Experimental program
Comparison scheme
Effect test

Embodiment 1

[0075] TYRP1 gene cloning and sequencing

[0076] 1> RNA extraction

[0077] The RNeasy Mini kit was used to extract total RNA from giant salamander skin tissue, and all precautions for RNA manipulation were strictly followed throughout the process. Unless otherwise specified, all steps were performed at room temperature.

[0078] 2> cDNA first strand synthesis

[0079] Total RNA was reverse transcribed using the RevertAid cDNA Synthesize Kit. Unless otherwise specified, the following steps are performed on ice.

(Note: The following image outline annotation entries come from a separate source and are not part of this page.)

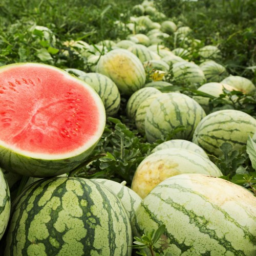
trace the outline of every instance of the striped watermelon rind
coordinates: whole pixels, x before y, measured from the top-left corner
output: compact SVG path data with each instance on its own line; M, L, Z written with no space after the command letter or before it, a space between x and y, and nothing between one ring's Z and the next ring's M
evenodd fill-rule
M106 114L115 115L120 108L121 97L116 84L109 77L98 73L88 73L81 78L92 87L102 99Z
M151 95L160 93L160 91L153 87L143 87L130 96L126 106L127 116L132 120L134 120L137 110L141 103Z
M214 60L204 61L199 67L209 82L220 82L229 75L225 67Z
M119 92L132 95L142 88L146 74L141 61L129 51L118 49L102 56L96 67L97 73L109 77L117 85Z
M186 173L223 176L208 158L184 148L169 148L151 154L140 163L133 177L131 188L144 199L165 179Z
M117 197L98 182L43 179L12 205L6 256L131 254L128 216Z
M0 169L0 240L7 227L11 211L11 197L7 181Z
M176 127L183 125L185 130L172 138L189 140L198 124L206 114L195 100L178 93L162 93L147 108L145 131L148 142L153 142L166 136Z
M234 150L246 145L248 136L256 132L256 120L239 110L216 111L204 117L195 131L193 142L206 152L221 156L224 142L230 143Z
M160 91L155 94L151 95L143 101L142 101L138 106L136 113L135 113L135 125L138 131L143 135L145 132L145 119L147 109L150 106L152 102L158 97L160 94L162 93Z
M123 182L121 183L106 179L93 179L112 190L120 200L125 209L130 221L134 215L135 210L142 201L141 198L134 191L125 186Z
M154 249L173 255L253 256L256 201L248 190L219 178L182 174L157 185L132 222L140 237L161 225Z
M209 159L207 154L203 148L200 147L198 145L186 140L176 139L164 141L158 145L151 152L154 153L159 150L172 148L173 147L184 148L184 150L189 150L201 155L205 158Z
M172 69L174 77L177 81L190 83L203 83L206 78L203 70L195 63L178 61L174 63Z

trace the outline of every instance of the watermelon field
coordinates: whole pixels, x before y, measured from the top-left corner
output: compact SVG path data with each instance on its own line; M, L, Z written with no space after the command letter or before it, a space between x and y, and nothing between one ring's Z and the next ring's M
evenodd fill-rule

[0080] (1) In an RNase-Free 0.5 μL centrifuge tube, add 2 μg (2-4 μL) of total RNA, 1 μL of oligoDT(18) primer, and add DEPC-treated water to 12 μL.

[0081] (2) Incubate at 65°C for 5 minutes, cool on ice, and centrifuge briefly.

[0082] (3) Add the following components: 2 μL of 5× buffer, 1 μL of RNase inhibitor, 1 μL of 10 mM dNTP mix, and 1 μL of reverse transcriptase.

[0083] Instantaneous centrifugation, PCR reaction, the reaction program: 42 ° C, 60 mi...

Embodiment 2

[0147] Real-time quantitative fluorescent PCR analysis of TYRP1 gene expression in different tissues of giant salamander

[0148] 1>Total RNA extraction and reverse transcription

[0149] The Tizol one-step method was used to extract the total RNA from giant salamander muscle, skin, heart, liver, spleen, lung, stomach, pancreas, kidney, gonad (ovary / testis), and intestinal tissue, and reverse transcribed it into cDNA. The specific experimental steps were implemented in the same way. example 1.

[0150] 2>Primer design and synthesis

[0151] Using the CDS region sequence of the Chinese giant salamander TYRP1 gene sequenced, real-time fluorescent quantitative primers were designed using the online software PrimerQuest (http: / / sg.idtdna.com / Primerquest / Home / IndexPrimer). The relevant information is shown in Table 1. Primers were synthesized by Nanjing GenScript Biotechnology Company.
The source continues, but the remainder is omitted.